Wer sich den Film Naked Lunch ansieht, braucht einen guten Magen und viel Toleranz fürs Absurde. David Cronenberg, Fachmann für dezente Abscheulichkeiten, drehte den Film 1991 nach dem gleichnamigen Roman von William S. Burroughs (1914-1997). Roman wie Film besitzen die Logik eines Albtraums im Drogenrausch – und beinahe muss man befürchten, dass Burroughs hier lediglich seine persönlichen Horrortrips protokolliert hat. Der Beat-Poet tötete in der Tat seine Ehefrau „versehentlich“ bei einer Schießübung à la Wilhelm Tell. Er war in der Tat heroinsüchtig und homosexuell. Er reiste in der Tat mit seiner Schreibmaschine in die „Interzone“, die Freihandelszone von Tanger, sah dort in den Häusern seltsame Insekten und auf den Märkten seltsames Fleisch. Unschwer lassen sich im Film auch seine Kollegen Ginsberg und Kerouac erkennen, ebenso das Schriftsteller-Ehepaar Bowles, das viele Jahre in der nordafrikanischen Stadt zu Hause war.

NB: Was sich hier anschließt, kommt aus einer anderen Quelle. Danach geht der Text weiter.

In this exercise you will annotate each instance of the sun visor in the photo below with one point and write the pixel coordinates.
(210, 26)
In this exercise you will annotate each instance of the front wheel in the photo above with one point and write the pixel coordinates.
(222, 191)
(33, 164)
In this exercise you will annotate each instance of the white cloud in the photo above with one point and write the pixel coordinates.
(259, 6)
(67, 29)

Paul Bowles war nämlich mit verantwortlich dafür, dass die „internationale Zone“ in Tanger (Marokko) in den 1950ern zum modischen Aussteigerort wurde. Auch der britische Maler und Schriftsteller Brion Gysin kam auf Bowles’ Einladung angereist – und blieb 23 Jahre lang. Ihn hielt vor allem die Faszination der marokkanischen Musik: 1952 eröffnete Gysin in Tanger das Restaurant „1001 Nights“, wo Tag und Nacht ein Sufi-Trance-Ensemble aus dem Bergort Joujouka aufspielte. William S. Burroughs teilte Gysins Begeisterung: Für ihn war das Joujouka-Ensemble „eine 4.000 Jahre alte Rock’n’Roll-Band“. Burroughs und Gysin gaben der Band auch ihren Namen: Master Musicians of Joujouka.

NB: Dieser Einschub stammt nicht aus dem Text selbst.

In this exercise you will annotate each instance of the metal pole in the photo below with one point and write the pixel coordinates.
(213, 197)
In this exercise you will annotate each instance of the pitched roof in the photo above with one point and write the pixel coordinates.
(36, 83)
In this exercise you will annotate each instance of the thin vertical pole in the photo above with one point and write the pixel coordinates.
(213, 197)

Die Musik der „Master Musicians“ geistert immer wieder durch die Filmszenen, die in Tanger spielen: ein aufgeregter Hummelschwarm gellender Rhaitas (das ist der marokkanische Name für die Zurnas, die arabischen Oboen), gepusht von mehreren Trommeln. Zu dieser Musik und viel „kif“ kann man sich in Ekstase tanzen. Dabei spielen dann bis zu zehn Rhaita-Bläser gleichzeitig: Melodie, Orgelpunkt, Improvisation – ein lautes, durchdringendes, beschwörendes Klangfeld. Frank Rynne, ehemals Sänger der irischen Rockband The Baby Snakes, stieß 1992 als Festival-Organisator auf die Joujouka-Musiker und produzierte drei Jahre später ihr Album Joujouka Black Eyes. Es sind ausgewählte Musik-Häppchen, die er hier präsentiert, kurze Ausschnitte aus oftmals vielstündigen Improvisationen. Das typische, betäubend laute Oboen-Ensemble hört man zu den Tanzrhythmen von „Hosemik“ und „A Wedding in Joujouka, October 1994“. Doch in den anderen Stücken hat Rynne die Bläser an ihrem „Zweitinstrument“ eingefangen, der viel leiseren Hirtenflöte, genannt Lira. Rynne schreibt: „Das ist ein ganz anderer Sound als der, den man normalerweise von Joujouka erwartet. All die üblichen Zirkularatmungs-Techniken, Trommel- und Melodiemuster werden benutzt, aber der Sound ist tranceartig, sanft und unglaublich inspirierend.“ In den „Coverversionen“, die die Flöten liefern, begreift unser Ohr schneller, wie sich der vielstimmige Klangschwarm der Joujouka-Musik zusammensetzt.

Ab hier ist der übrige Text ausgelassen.